I would love to see some agency or perhaps some NGO think tank look at every branch of the Federal executive branch, at every Department, at every agency, at every bureau, and compute how much it would cost to do all of their jobs correctly. Would some park say, “We need 425 Rangers but we only have 230”? Never mind if we could find enough qualified people to do that work; just tell me how much you would need if you had access to the resources you need. Add all that up, and then tell me what the Federal budget should be. Then tell me how much more income we need than we have.

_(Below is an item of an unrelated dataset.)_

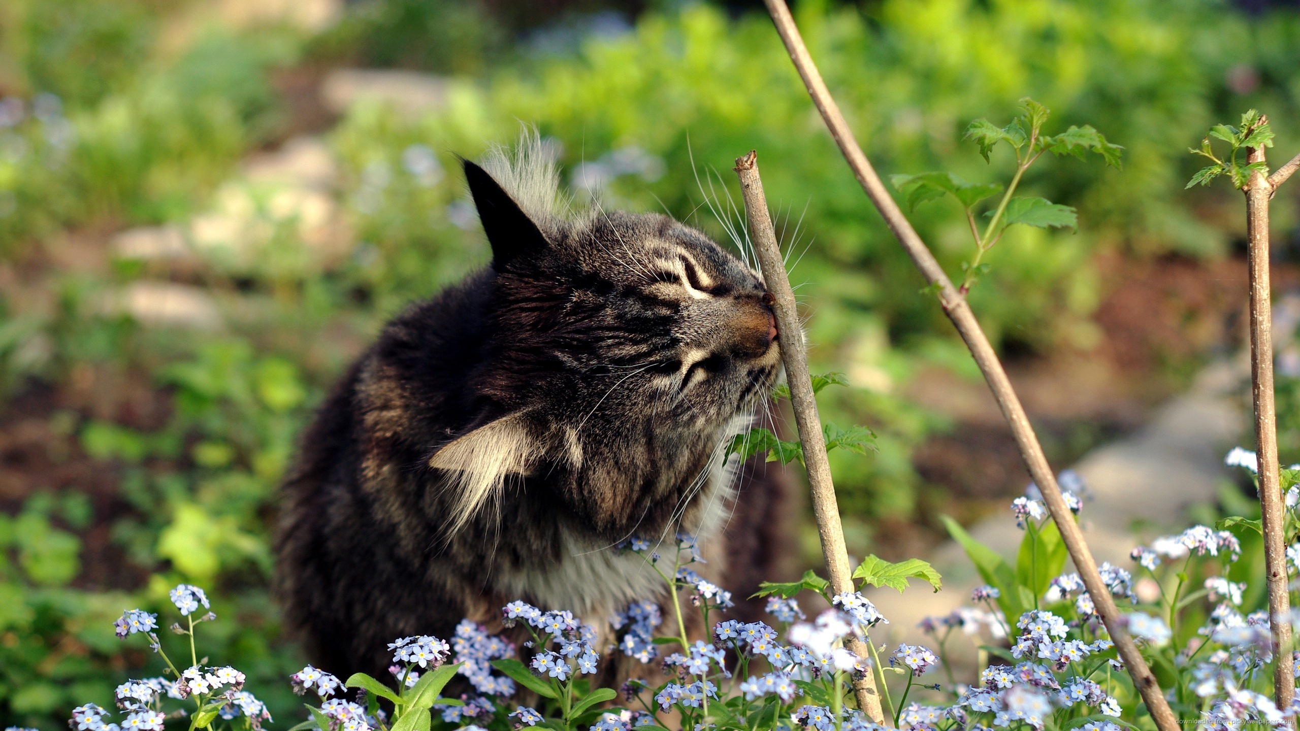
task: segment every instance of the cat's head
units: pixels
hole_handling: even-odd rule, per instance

Every government agency and program exists becauseĀ at some point in time, there was a compelling case to create that agency or program. Despite Tea Party intuitions, very few agencies or programs exist just because no one thought to kill them when their role disappeared. Politicians love to take credit when they can find a program that has outlived its usefulness and retire it. Government unions aren’t so powerful that there are 312 buggy whip inspectors now because we once needed 312 buggy whip inspectors.

People’s interests naturally conflict. I want the best tools at my work to do my job; my manager wants the lowest costs, unless we can demonstrate that the higher costs are justified by higher incomes as a result. I want the shortest route from Madison to Chicago, but there are small towns between here and there that don’t want an Interstate highway through their downtown and other cities in the region that want the highway to come close enough to them to be useful for them, too. Government exists to mediate among those competing interests. The rich and powerful might be just as happy without that mediation; they could just buy or bully their way to what they want, if they’re so inclined. But those limits on their ability to do that are meant for all of us, because all of us have times here or there when we can’t protect our own interests on our own.

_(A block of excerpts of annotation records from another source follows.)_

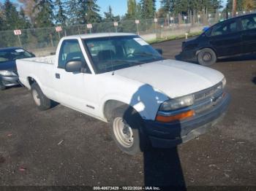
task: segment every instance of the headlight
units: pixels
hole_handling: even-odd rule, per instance
[[[193,95],[189,95],[165,101],[160,106],[160,111],[167,112],[192,106],[195,103]]]
[[[16,74],[12,71],[0,70],[0,75],[2,76],[16,76]]]
[[[224,77],[223,79],[222,80],[222,89],[224,89],[224,87],[226,86],[226,83],[227,83],[226,78]]]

Businesses are meant to be great in competitive situations; competition is supposed to keep those businesses honest in their dealings with customers and to encourage improvement.

Governments are meant to work in non-competitive situations, where there is a common good, regardless of whether their are tangible incentives to meet that common good. They’re also meant, as I just said, to provide balance among competing interests, to provide equal protections for all so that might and justice go to all of us, not just the most powerful or the richest.

Government is not a business. It’s not meant to be. The sooner we remember that — or admit that — the sooner we should return to a functioning, equitable government that serves us all.